Self emulsifying drug delivery system

Oral route is the easiest and most convenient route for drug administration.  The major problem in oral drug formulations is low and erratic bioavailability, which mainly results from poor aqueous solubility. This may lead to high inter and intra subject variability, lack of dose proportionality. It is estimated that 40% of active substances are poorly water soluble. The solubility of such drugs is increased by formulating self emulsifying drug delivery system (SEDDS). Self emulsifying drug delivery systems have gained exposure for their ability to increase solubility and bioavailability of poorly water soluble drugs. SEDDS are isotropic mixtures of oil, surfactants, solvents and co-solvents/surfactants, which emulsify to produce fine oil-in-water emulsions upon gentle agitation. SEDDS typically produce emulsions with a droplet size between 100–300 nm. Solid SEDDSs are being developed from liquid/semisolid SEDDS mainly by adsorption on solid carriers, spray drying, lyophilization, melt extrusion, and nanoparticle technology. This review focuses on newer approaches for development of SEDDS and Solid SEDDS.

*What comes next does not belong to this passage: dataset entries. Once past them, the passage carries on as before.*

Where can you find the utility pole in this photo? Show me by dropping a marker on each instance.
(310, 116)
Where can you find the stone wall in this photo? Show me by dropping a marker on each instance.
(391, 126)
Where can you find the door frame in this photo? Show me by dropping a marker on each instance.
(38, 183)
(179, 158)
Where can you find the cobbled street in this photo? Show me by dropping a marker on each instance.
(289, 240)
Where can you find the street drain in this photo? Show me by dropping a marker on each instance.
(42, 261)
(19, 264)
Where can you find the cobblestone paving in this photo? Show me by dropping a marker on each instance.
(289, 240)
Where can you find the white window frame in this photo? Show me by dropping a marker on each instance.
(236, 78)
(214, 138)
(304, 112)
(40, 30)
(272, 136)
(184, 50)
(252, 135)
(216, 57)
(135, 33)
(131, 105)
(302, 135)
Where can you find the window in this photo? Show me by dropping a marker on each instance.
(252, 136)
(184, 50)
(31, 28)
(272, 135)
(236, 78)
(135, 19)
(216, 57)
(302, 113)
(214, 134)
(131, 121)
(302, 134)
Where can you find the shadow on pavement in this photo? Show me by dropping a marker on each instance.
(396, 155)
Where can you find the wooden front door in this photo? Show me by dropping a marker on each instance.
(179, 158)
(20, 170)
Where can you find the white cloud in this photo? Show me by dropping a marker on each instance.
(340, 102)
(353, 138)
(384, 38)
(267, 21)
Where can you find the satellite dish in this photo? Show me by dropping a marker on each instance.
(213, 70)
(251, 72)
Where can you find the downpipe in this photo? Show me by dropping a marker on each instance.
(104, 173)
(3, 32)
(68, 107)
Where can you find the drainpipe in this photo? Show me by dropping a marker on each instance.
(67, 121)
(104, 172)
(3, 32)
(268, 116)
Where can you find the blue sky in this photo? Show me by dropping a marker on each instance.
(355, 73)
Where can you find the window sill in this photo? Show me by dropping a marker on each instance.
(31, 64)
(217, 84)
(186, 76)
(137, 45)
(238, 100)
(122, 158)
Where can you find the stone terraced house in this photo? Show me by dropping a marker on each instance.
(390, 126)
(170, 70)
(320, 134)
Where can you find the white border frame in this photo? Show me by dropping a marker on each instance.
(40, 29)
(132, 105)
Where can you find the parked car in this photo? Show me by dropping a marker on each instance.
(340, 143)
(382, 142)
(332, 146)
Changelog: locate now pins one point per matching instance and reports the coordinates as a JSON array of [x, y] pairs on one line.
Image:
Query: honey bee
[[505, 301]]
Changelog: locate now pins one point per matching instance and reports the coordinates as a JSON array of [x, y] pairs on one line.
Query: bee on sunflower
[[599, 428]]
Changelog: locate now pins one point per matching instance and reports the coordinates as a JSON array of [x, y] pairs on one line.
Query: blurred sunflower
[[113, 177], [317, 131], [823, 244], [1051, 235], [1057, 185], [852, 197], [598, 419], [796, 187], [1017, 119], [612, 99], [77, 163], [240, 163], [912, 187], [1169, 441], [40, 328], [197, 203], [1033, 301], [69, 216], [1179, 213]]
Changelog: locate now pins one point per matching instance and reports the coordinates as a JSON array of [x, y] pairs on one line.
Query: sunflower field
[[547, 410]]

  As a consequence of modern drug discovery techniques, there has been a steady increase in the number of new pharmacologically active lipophilic compounds that are poorly water-soluble. Approximately 40% of new drug candidates have poor water solubility and oral delivery of such drugs is frequently associated with implications of low bioavailability, high intra and inter subject variability, lack of dose proportionality and therapeutic failure. It is a great challenge for pharmaceutical scientists to convert those molecules into orally administered formulations with sufficient bioavailability. Among the approaches to improve the oral bioavailability of these molecules, the use of self-emulsified drug delivery systems (SEDDS) has been shown to be reasonably successful in improving the oral bioavailability of poorly water-soluble and lipophilic drugs. SEEDS is ideally an isotropic mixture of oils and surfactants and sometimes co-solvents. Hydrophobic drugs can be dissolved in these systems, enabling them to be administered as a unit dosage form for per-oral administration. When such a system is released in the lumen of the gastrointestinal tract, under conditions of gentle agitation provided by digestive motility of stomach and intestine, it spontaneously disperses to form a fine relatively stable o/w emulsion (micro/nano) with the aid of GI fluid. This leads to in situ solubilisation of drug that can subsequently be absorbed by lymphatic pathways, bypassing the hepatic first-pass effect.